PBO/VBO Derived memory + CUFFT errors

Hi,

It seems that under certain circumstances, performing a C2C 1D FFT with memory derived from a mapped PBO/VBO leads to sometimes bogus results. Attached is code that initializes GL, starts the CUDA GL interop, and performs a series of FFTs while verfying the results. The code stops and reports an error on the detection of any incorrect output from cuFFT. I have tested this code under Fedora 7 32bit on two different machines each running driver version 169.12 with GeForce 8700M GT cards and CUDA 1.1. I have tested a similar setup with the CUDA BLAS library and have seen no such errors.

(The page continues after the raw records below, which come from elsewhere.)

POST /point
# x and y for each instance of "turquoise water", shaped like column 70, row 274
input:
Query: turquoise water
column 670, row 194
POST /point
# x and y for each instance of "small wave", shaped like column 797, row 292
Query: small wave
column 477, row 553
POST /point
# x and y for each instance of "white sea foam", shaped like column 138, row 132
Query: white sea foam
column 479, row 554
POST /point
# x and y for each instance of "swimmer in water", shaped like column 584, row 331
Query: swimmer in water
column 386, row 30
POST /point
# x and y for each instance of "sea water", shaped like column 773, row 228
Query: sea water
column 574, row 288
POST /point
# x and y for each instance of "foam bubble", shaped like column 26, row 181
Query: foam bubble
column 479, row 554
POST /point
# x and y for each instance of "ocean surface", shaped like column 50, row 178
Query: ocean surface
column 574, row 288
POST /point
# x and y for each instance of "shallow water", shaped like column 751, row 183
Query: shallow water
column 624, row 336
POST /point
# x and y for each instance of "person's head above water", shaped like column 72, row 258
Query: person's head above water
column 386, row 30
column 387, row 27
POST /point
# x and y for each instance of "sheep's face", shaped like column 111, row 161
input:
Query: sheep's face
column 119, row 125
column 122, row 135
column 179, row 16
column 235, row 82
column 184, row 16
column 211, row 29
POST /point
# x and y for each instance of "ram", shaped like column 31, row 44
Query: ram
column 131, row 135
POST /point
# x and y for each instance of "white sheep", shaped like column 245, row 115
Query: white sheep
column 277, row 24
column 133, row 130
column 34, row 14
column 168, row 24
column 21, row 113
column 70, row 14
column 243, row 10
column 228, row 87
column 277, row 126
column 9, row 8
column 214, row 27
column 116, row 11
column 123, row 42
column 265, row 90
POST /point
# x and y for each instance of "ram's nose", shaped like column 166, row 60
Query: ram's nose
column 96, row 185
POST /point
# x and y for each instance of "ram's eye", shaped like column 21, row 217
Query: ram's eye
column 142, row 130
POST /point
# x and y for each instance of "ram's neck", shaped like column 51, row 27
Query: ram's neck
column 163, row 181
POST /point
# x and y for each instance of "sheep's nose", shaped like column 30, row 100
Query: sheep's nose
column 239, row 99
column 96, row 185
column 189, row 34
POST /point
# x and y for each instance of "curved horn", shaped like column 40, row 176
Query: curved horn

To compile and run the code, do “sh test_fft.cu; ./test_fft” It assumes there is a working installation of GLEW, GLUT, CUDA, etc. etc.

Interestingly enough, if buffer objects are continuously unmapped after each FFT, (see lines 150-152) the problem is solved. Perhaps something is happening behind the scenes with respect to book keeping in either GL or the CUDA GL interop when the FFT code is involved? I might have also made a mistake somewhere in the code…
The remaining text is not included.